Dipastikan, tidak ada hewan kurban terjangkit virus Penyakit Mulut dan Kuku (PMK).
Kepala Dinas Pertanian Kabupaten Gresik, Eko Anindito bersama rombongan meninjau langsung pasar hewan kurban di lapangan Pondok Permata Suci (PPS) Kabupaten Gresik, Kamis (21/5/2026).
"Kami imbau warga Gresik mau kurban tolong pilih hewan kurban diteliti, lapak direkom dinas berarti sudah dibuktikan Surat Kesehatan Hewan (SKH) surat rekomendasi membuka lapak," ujarnya. kepada SURYA.co.id, Kamis (21/5/2026).
Warga Gresik yang ingin membeli hewan kurban jangan sampai ada yang terjangkit PPPK (Penyakitan, Picek, Pincang, dan Kurus).

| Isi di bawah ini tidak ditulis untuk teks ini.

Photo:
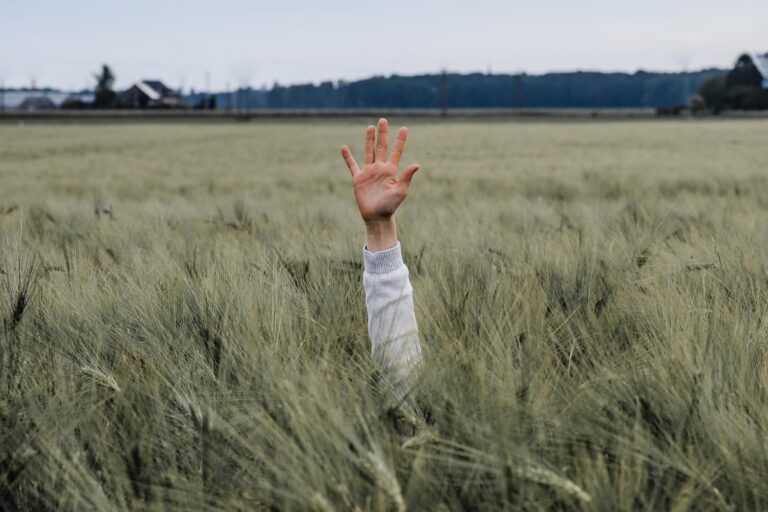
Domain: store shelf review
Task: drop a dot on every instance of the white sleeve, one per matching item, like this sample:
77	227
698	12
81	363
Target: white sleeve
391	318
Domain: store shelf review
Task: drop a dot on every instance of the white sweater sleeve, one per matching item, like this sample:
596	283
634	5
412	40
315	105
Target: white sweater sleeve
391	318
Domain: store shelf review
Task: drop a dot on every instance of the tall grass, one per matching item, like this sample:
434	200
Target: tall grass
183	324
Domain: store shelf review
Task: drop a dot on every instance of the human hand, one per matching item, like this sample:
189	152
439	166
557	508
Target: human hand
378	188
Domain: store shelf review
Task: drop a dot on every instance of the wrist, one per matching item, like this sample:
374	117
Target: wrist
382	234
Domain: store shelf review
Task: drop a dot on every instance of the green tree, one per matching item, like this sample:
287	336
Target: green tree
713	90
105	96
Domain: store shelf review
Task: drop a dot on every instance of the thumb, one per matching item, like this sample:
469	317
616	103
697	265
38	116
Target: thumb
407	174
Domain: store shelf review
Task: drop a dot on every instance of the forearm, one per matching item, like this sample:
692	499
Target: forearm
382	234
391	318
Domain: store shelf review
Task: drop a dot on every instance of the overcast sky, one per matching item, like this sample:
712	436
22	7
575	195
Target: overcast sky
61	43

Baca juga: Strategi Unik Penjual Hewan Kurban Di MERR, Pembeli Dapat Gratis Boneka Domba Lucu
Sekilas, bisa dilihat dari nafsu makan hewan yang besar, membuktikan hewannya sehat, matanya cerah, kulitnya bersih.

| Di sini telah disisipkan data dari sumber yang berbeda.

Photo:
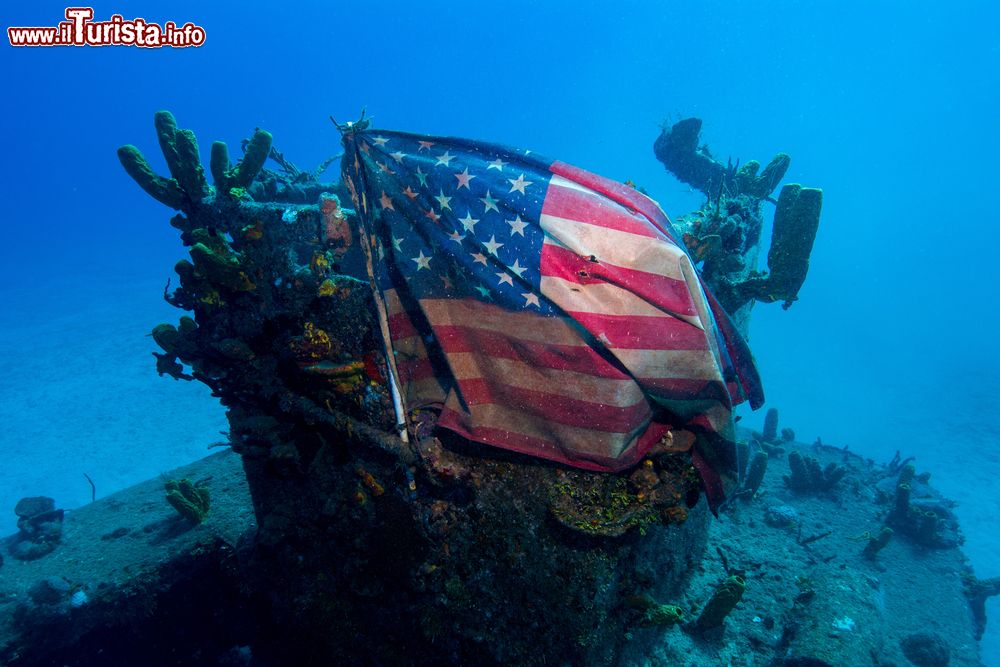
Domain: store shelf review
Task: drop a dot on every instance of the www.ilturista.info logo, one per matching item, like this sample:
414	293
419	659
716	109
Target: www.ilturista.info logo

"Pelapak di Gresik kalau butuh bantuan bisa hubungi Dispertan paskewanku siap utk datang bila butuh suntik obat kami beri layanan tanpa biaya apapun," bebernya.
Disinggung terkait wabah PMK, pihaknya sudah ada 10 ribu vaksinasi yang dilakukan penyuntikan kepada hewan kurban
"Mudah-mudahan hewan kurban di Gresik sudah sehat, masing-masing lapak misal dilakukan vaksin kami siap vaksin, vaksin PMK tidak ada bahaya konsumsi pemasakan penanganan sesuai aturan yang matang air mendidih," terangnya.
Hadi salah satu pedagang jewan kurban menambahkan, kondisi hewan kurban laris manis dibanding tahun lalu.
"Laris kambing sehat-sehat, cuaca bagus hujan tidak seberapa, tahun kemarin hujan terus banyak kambing agak sakit, sekarang kambing di lapak sehat semua," tutupnya.
Disinggung mengenai pencegahan wabah PMK, dia memilih dari kandang hewan kurban yang fit, kemudian divaksin terlebih dahulu kambing yang dijual benar-benar fit kondisinya.